Paul Hankar looked at me acutely. “I know the name, yes.”
“You can’t do her any harm by telling me about her. She was murdered last night.”
He flinched, as if I had reached across the table and tried to slap his cheek. But then he recovered himself and said, “I’m very shocked to hear that.”
“Her landlady said it was mensen van de nacht. Do you have any idea what she was talking about?”
A young boy in a long white apron came over to us and asked us what we wanted to drink. “What do you have?” asked Paul Hankar.
“Apple schnapps.”
“Anything else?”
The boy shook his head.
“In that case, we’ll have two apple schnapps.”
“One schnapps, one lemonade,” I corrected him. “I need to keep a clear head tonight, and I know what that goddamned schnapps is like. My corporal calls it ‘nuts-water.’ ”
Paul Hankar lit his cigarette and I noticed that his hand was trembling. “Mensen van de nacht?” he said, wryly. “That’s one explanation, if you believe in such things.”
“But you don’t?”
“I keep an open mind, Captain.”
“So tell me what’s been happening.”
He coughed and wiped his mouth with a paper napkin. “It started in August last year. We were having many successes against the Germans. We had infiltrated many of their administrative offices and also the power company and the water company. In July we were able to sink five barges on the Albert Canal which took them weeks to clear away.
“But then everything seemed to turn around. The Germans began to raid our hiding places and arrest our people by the dozen. Every time we planned to sabotage the docks, they would catch us before we had the chance to plant any explosives. They found our weapons and our wireless sets and our safe houses. It became clear to us that some of our own people must be betraying us.”
I didn’t say anything. Behind him, there was an oval window with crimson glass in it, and the branch of a tree was tapping against it as if some beggar were trying to catch our attention.
Paul Hankar said, “We noticed that some of our people were acting differently. They started to look ill, and to keep themselves to themselves. Also, they smelled. It’s very hard to describe. Not altogether unpleasant, but musty, like the inside of a closet in which a dead man’s clothes have been hanging.
“Gradually it became clear to us that every operation which was betrayed to the Germans was connected with one or more of these sick people.”
“What did you do about it?”
“Of course, we immediately isolated any of our people who showed any signs of illness or behaving in a strange way, and allowed them no contact with the rest of us. But even this didn’t stop the infection from spreading among us, and we couldn’t understand how this could happen. We have doctors who help us, but even they were mystified.
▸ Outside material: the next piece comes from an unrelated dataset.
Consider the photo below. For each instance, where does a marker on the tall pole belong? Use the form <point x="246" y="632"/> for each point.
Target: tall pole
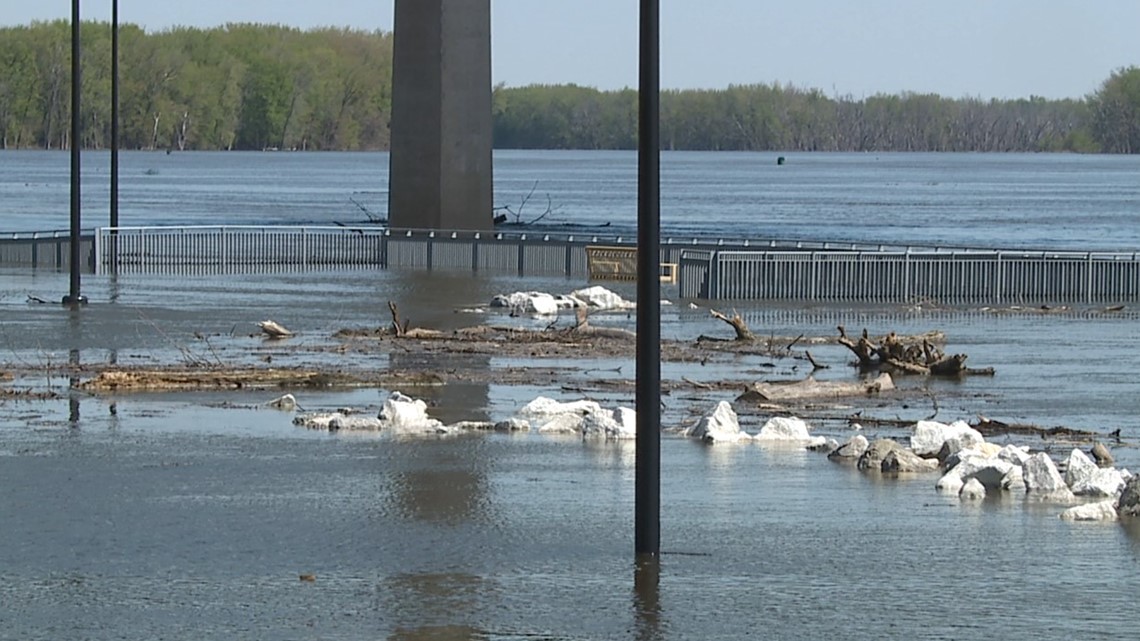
<point x="74" y="297"/>
<point x="648" y="491"/>
<point x="114" y="116"/>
“It was Ann De Wouters who first discovered what the Germans had done. She had spent many months becoming close friends with a young German officer from the 136th Special Employment Division, who administered Antwerp during the occupation. When I say ‘close friends,’ you understand what I am saying to you.”
He paused, and took a deep breath, as if he were trying to stop himself from sounding too emotional.
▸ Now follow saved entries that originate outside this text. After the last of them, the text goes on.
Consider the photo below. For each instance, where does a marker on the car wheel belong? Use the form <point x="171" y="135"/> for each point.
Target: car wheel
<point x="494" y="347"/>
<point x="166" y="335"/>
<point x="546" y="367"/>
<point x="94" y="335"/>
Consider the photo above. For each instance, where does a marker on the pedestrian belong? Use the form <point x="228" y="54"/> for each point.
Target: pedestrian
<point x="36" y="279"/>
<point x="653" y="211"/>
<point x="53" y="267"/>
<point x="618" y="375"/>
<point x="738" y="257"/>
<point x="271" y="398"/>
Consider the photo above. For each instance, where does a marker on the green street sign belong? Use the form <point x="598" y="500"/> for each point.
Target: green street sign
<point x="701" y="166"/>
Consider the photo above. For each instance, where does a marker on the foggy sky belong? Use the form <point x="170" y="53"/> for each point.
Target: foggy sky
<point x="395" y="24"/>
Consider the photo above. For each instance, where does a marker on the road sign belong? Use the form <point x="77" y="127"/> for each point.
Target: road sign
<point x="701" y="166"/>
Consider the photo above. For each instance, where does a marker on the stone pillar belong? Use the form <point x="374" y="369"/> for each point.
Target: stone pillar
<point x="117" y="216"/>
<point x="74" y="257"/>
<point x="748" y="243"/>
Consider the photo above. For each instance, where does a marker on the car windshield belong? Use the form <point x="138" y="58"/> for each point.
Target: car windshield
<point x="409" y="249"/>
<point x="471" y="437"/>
“She is, she was, a very moral young woman. But her husband Jan was arrested and shot by the Germans in 1942, and I think she believed that this was the best way she could take her revenge.
“Anyway — one night this young German officer invited Ann to a party at Major General Stolberg-Stolberg’s house — he was the commanding officer of the 136th Special Employment Division. Some of the German officers got drunk and started boasting that they would soon exterminate all of the resistance in Antwerp.”
He turned around in his seat to make sure that nobody else was listening, and then he leaned forward and said, “They claimed they had brought in some kind of infection from Eastern Europe which would spread among the White Brigade and within six weeks it would kill us all.”
Still I didn’t reply. And still the branch kept tapping at the window. It sounded as if the wind was rising, and I prayed that it wouldn’t start to rain. The scent of Screechers was so much harder to follow in the wet.